MultiplicativeExpression() (Tutorials/Week4/src/expr.c:85)
AdditiveExpression() (Tutorials/Week4/src/expr.c:122)
Expression() (Tutorials/Week4/src/expr.c:188)
PrimaryExpression() (Tutorials/Week4/src/expr.c:59)
MultiplicativeExpression() (Tutorials/Week4/src/expr.c:81)
AdditiveExpression() (Tutorials/Week4/src/expr.c:156)
Expression() (Tutorials/Week4/src/expr.c:188)
main(int argc, char ** argv, char ** env) (Tutorials/Week4/src/main.c:73)

5.1 PrimaryExpression

It is used to describe numbers (like 9000, 6, and 4) or a sub-expression in a pair of parentheses (like (6*4)).

  PrimaryExpression:
      NUM
      (Expression)

5.2 MultiplicativeExpression

It is used to describe a multiplicative expression like 6 * 4 or a primary expression (like (6*4) or 6)

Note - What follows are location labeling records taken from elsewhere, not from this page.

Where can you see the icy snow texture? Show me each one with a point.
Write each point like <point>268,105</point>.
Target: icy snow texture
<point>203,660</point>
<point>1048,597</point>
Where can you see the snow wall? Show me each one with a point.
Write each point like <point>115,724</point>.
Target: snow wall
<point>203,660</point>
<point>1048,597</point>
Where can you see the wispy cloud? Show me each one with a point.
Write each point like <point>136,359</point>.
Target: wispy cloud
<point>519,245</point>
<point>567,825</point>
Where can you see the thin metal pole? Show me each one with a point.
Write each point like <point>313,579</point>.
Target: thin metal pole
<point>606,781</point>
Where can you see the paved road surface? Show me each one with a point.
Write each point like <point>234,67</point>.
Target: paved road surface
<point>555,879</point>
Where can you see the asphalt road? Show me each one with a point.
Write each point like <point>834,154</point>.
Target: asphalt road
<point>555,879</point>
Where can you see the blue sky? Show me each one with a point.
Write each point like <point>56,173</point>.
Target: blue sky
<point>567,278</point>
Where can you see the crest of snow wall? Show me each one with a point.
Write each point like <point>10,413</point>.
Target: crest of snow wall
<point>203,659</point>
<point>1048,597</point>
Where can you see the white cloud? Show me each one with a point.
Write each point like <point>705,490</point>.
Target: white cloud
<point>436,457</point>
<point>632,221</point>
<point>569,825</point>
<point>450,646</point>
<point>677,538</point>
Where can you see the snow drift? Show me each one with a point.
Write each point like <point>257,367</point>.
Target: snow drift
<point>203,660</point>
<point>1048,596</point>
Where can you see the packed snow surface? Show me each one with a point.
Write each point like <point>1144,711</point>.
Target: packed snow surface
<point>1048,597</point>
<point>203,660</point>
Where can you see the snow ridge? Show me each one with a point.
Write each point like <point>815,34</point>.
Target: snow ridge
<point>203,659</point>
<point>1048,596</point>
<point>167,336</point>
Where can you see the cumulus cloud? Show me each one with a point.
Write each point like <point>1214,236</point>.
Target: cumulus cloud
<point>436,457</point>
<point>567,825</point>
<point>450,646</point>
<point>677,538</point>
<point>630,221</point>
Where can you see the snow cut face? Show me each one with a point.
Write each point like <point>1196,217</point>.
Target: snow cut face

  MultiplicativeExpression:
          PrimaryExpression
          PrimaryExpression  mop PrimaryExpression  ...   mop PrimaryExpression  

  // multiplicative operator
  mop:
              *  
              / 

5.3 AdditiveExpression

It is used to describe an additive expression like 9000 + 6 * 4 or a multiplicative expression like 6*4.

  AdditiveExpression:
        MultiplicativeExpression
        MultiplicativeExpression  aop MultiplicativeExpression  ...   aop MultiplicativeExpression  

  // additive operator
  aop:
              +  
              -

5.4 Arithmetic expression

  Expression:
        AdditiveExpression

6 How to write a parser based on the grammar of an arithmetic expression

Take "9000 + ( 6 * 4 )" as an example.

static AstExprNodePtr AdditiveExpression(void) {
  AstExprNodePtr left;
  /*  
      Now, the curToken points to 9000 (i.e, TK_NUM)

      9000  +  ( 6  *  4 )
      ^
      ^
      Current Token

      Let's call MultiplicativeExpression() to parse the first MultiplicativeExpression in an AdditiveExpression.
      MultiplicativeExpression() will return a sub-tree for "9000"      
   */
  left = MultiplicativeExpression();
  /*
    Now, the curToken points to '+' (i.e, TK_ADD)

    9000  +  ( 6  *  4 )
          ^
          ^
          Current Token

    Parse "aop MultiplicativeExpression" if they are in the input stream
   */
  while (curToken.kind == TK_SUB || curToken.kind == TK_ADD) {
    Value value;
    AstExprNodePtr expr;
    memset(&value, 0, sizeof(value));
    // A temporary variable "t0" is assigned the value resulting from the expression "t0 = 9000 + t1".
    // "t1 = 6 * 4" will be created in MultiplicativeExpression() later.    
    snprintf(value.name, MAX_ID_LEN, TEMP_VAR_NAME_FMT, NewTemp());
    // create a tree node for '+' or '-'
    expr = CreateAstExprNode(curToken.kind, &value, NULL, NULL);
    // skip '+' or '-'
    NEXT_TOKEN;
    /*
      Now, the curToken points to '('

      9000  +  ( 6  *  4 )
               ^
               ^
               Current Token
            
      Call MultiplicativeExpression() to parse the right operand "(6 * 4)"
      Again, it will return a sub-tree for "(6 * 4)"
    */    
    expr->kids[0] = left;
    expr->kids[1] = MultiplicativeExpression();
    /*
      If the current token is '+' or '-', The while-loop will iterate once more.
      Otherwise, the while-loop will stop, meaning our parser has recognized an additive expression
      in the input stream.

      In this simple example, now, the current token is TK_EOF (end of file).

      9000  +  ( 6  *  4 ) 
                            ^
                            ^
                            Current Token
      
     */
    left = expr;
  }
  return left;
}

The function MultiplicativeExpression() in expr.c can be analyzed similarly.

7 Lexical analysis

The lexical analysis is used to recognize tokens (i.e., words).

The code is in src/lex.c.

8 Practical exercise

Our tutors will NOT answer the following questions in tutorials.

1. Debug this program in VS Code and follow the recursive functions in expr.c step by step during parsing "9000 + (6 * 4)".

2. Complete Q1-Q10 in the parse tree with function names you discovered during debugging and then answer the questions in Quiz 3 (Week 4) in Moodle.